The feelings surrounding Danish champions Midtjylland and Premier League giants Manchester United ahead of Thursday’s Europa League Round of 32 first leg in Denmark could not be more different. For the hosts, regardless of the result, it will be an occasion to remember. Undoubtedly it will be the biggest match in their short history, welcoming one of the world’s most renowned clubs to their 11,800-capacity MCH Arena in what is their deepest run ever in European competition. For Manchester United, however, the match in Europe’s secondary competition will bring with it an ample dose of regret that they are not instead competing this week for a place in the Champions League quarterfinals.

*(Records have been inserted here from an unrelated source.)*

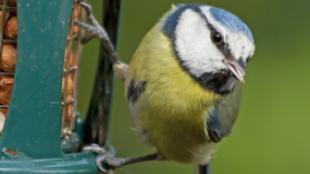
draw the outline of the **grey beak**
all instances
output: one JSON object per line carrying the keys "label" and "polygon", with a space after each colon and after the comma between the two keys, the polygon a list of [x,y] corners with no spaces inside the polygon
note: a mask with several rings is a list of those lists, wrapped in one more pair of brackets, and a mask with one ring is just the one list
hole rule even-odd
{"label": "grey beak", "polygon": [[228,69],[230,72],[238,79],[241,83],[245,83],[244,76],[245,70],[241,65],[238,63],[236,59],[229,59],[226,61]]}

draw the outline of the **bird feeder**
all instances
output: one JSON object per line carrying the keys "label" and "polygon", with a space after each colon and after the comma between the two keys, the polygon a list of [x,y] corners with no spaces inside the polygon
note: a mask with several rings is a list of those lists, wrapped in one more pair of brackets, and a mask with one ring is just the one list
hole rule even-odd
{"label": "bird feeder", "polygon": [[[0,123],[5,121],[0,173],[98,173],[96,157],[79,151],[83,137],[76,98],[83,33],[74,21],[85,14],[77,3],[0,0]],[[107,63],[100,67],[99,73],[110,71]],[[97,107],[88,115],[98,113]]]}

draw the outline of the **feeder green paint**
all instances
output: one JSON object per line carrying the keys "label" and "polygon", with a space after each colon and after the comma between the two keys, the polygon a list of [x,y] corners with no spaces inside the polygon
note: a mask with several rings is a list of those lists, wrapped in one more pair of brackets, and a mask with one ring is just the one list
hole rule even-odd
{"label": "feeder green paint", "polygon": [[61,80],[72,0],[18,1],[18,59],[1,147],[61,157]]}
{"label": "feeder green paint", "polygon": [[61,80],[72,0],[18,1],[13,95],[0,174],[97,174],[92,153],[61,149]]}
{"label": "feeder green paint", "polygon": [[0,160],[0,174],[97,174],[95,158],[90,153],[62,158]]}

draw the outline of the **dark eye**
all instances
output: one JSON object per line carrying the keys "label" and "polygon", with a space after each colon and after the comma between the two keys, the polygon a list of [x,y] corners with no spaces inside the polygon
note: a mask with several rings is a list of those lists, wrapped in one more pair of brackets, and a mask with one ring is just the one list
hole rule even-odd
{"label": "dark eye", "polygon": [[223,42],[223,36],[217,31],[211,32],[211,39],[215,44],[220,44]]}

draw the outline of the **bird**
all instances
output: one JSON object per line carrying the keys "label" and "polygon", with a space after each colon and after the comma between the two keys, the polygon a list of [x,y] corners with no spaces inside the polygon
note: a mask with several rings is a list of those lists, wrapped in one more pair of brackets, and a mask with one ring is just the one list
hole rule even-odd
{"label": "bird", "polygon": [[143,38],[125,77],[134,131],[163,159],[208,164],[233,128],[254,51],[236,15],[173,6]]}
{"label": "bird", "polygon": [[[217,144],[231,133],[238,116],[246,68],[255,52],[249,27],[219,7],[173,5],[127,65],[95,17],[90,20],[93,26],[78,24],[104,40],[115,74],[125,81],[133,130],[155,149],[132,158],[103,154],[97,164],[115,169],[160,159],[199,164],[200,173],[207,173]],[[104,171],[107,165],[101,166]]]}

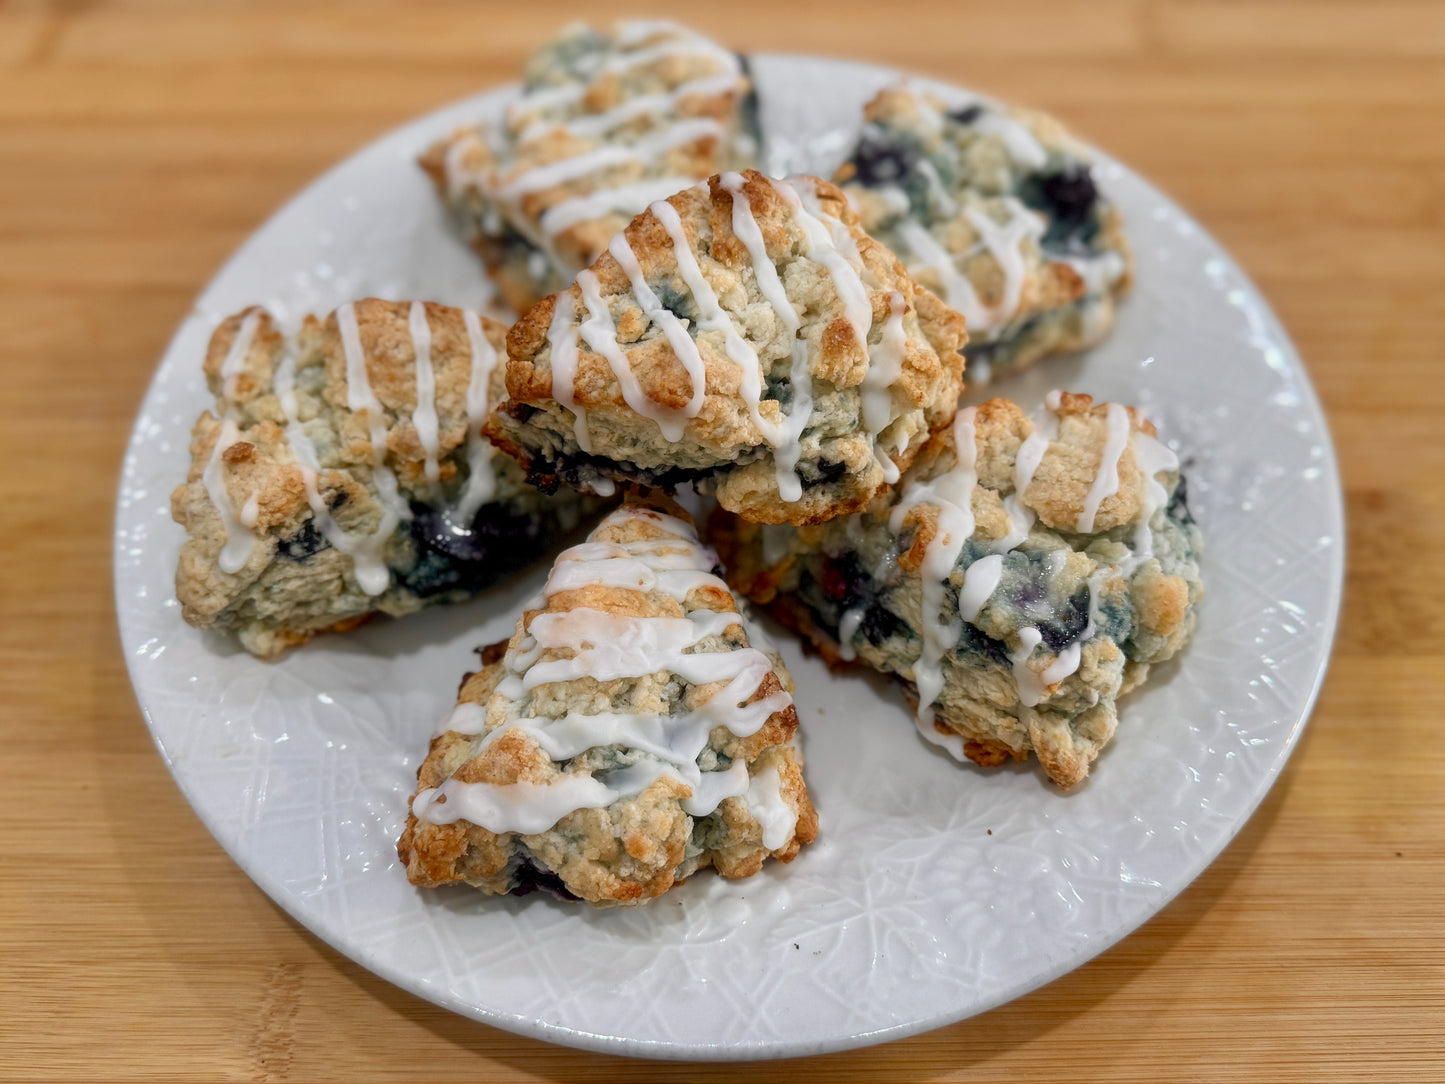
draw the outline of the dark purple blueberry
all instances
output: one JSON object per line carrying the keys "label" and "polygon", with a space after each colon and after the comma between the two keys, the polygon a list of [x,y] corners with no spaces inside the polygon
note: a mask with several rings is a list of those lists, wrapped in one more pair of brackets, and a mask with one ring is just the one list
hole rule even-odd
{"label": "dark purple blueberry", "polygon": [[948,119],[956,120],[959,124],[972,124],[978,120],[982,113],[983,106],[975,103],[973,105],[959,106],[957,109],[950,109],[948,111]]}
{"label": "dark purple blueberry", "polygon": [[543,869],[535,862],[523,862],[512,874],[512,887],[507,889],[507,895],[530,896],[533,892],[548,892],[569,903],[582,898],[568,889],[567,883],[550,869]]}
{"label": "dark purple blueberry", "polygon": [[416,563],[401,582],[418,598],[475,593],[537,555],[545,522],[503,505],[483,505],[471,523],[447,509],[413,504],[411,539]]}
{"label": "dark purple blueberry", "polygon": [[1179,484],[1174,487],[1174,493],[1169,498],[1169,504],[1164,509],[1164,514],[1175,523],[1182,523],[1186,527],[1194,522],[1194,517],[1189,512],[1189,487],[1185,484],[1184,475],[1179,476]]}
{"label": "dark purple blueberry", "polygon": [[1069,599],[1069,608],[1058,620],[1039,625],[1044,646],[1057,655],[1084,634],[1089,627],[1089,592],[1078,592]]}
{"label": "dark purple blueberry", "polygon": [[1099,199],[1094,178],[1084,165],[1049,174],[1040,182],[1040,188],[1049,212],[1069,225],[1087,221]]}
{"label": "dark purple blueberry", "polygon": [[881,134],[865,135],[853,155],[858,180],[869,188],[899,184],[913,172],[917,152],[908,144]]}
{"label": "dark purple blueberry", "polygon": [[847,463],[799,463],[798,473],[802,475],[803,481],[809,485],[821,486],[829,482],[836,482],[843,475],[848,473]]}
{"label": "dark purple blueberry", "polygon": [[889,637],[896,636],[906,629],[897,614],[888,607],[877,603],[864,611],[863,624],[860,627],[868,642],[875,645],[883,643]]}
{"label": "dark purple blueberry", "polygon": [[330,546],[326,536],[316,529],[313,520],[307,520],[290,538],[276,543],[276,556],[287,561],[304,561]]}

After being beaten to a place in the Champions League knockout phase by Wolfsburg and PSV Eindhoven, Manchester United will make just their second appearance in the Europa League, or UEFA Cup, in 20 years. Yet, while nobody at Old Trafford will be thrilled to be in the competition, it could now be one of vital importance to the club and manager Louis van Gaal. Struggling in fifth place in the Premier League, six points adrift of fourth place, it represents an extra avenue to earn a place in next season’s Champions League.
“I think it is difficult to win,” Van Gaal said in Denmark. “Because there are also very good European teams in the League and we are in the last-32, so we need to win a lot of rounds still. But it is a way to come into the Champions League also, so it is a fantastic aim for us to win this cup, because also Manchester United never has won this cup.”
If Manchester United’s mood was already low at the prospect of slugging it out in the Europa League, it will not have been helped by a rash of injuries. With Matteo Darmian having dislocated his shoulder in a defeat at Sunderland on Saturday and fellow full-back Cameron Borthwick-Jackson also joining the long list of absentees with illness, the problems were already severe. And just ahead of the match with Midtjylland they have been exacerbated by a knee injury to captain Wayne Rooney that is set to keep the forward on the sidelines for six weeks. In all, United have 13 players unable to make the trip to Denmark. It could mean youngsters Donald Love and Will Keane having significant involvement.
None of that will dampen Midtjylland’s enthusiasm heading into the contest. The club only formed in 1999 following a merger between two sides from the Central Jutland region of Denmark, Ikast and Herning Fremad. They gained promotion to the Danish Superliga the following year and immediately qualified for Europe.
Their big breakthrough, though, came last season when winning the Danish championship for the first time. And they have now broken new ground in Europe, having finished second behind Napoli in the Europa League group stage and edging out a Club Brugge side that were brushed aside by Manchester United in this season’s Champions League playoff.
That progress represents a significant achievement for manager Jess Thorup, who only took over last summer after the man who led the club to the title, Glenn Riddersholm, stepped down. Thorup made the move after a spell in charge of Denmark’s Under-21 side, where he marshalled talent such as Midtjylland’s highly touted midfielder Pione Sisto.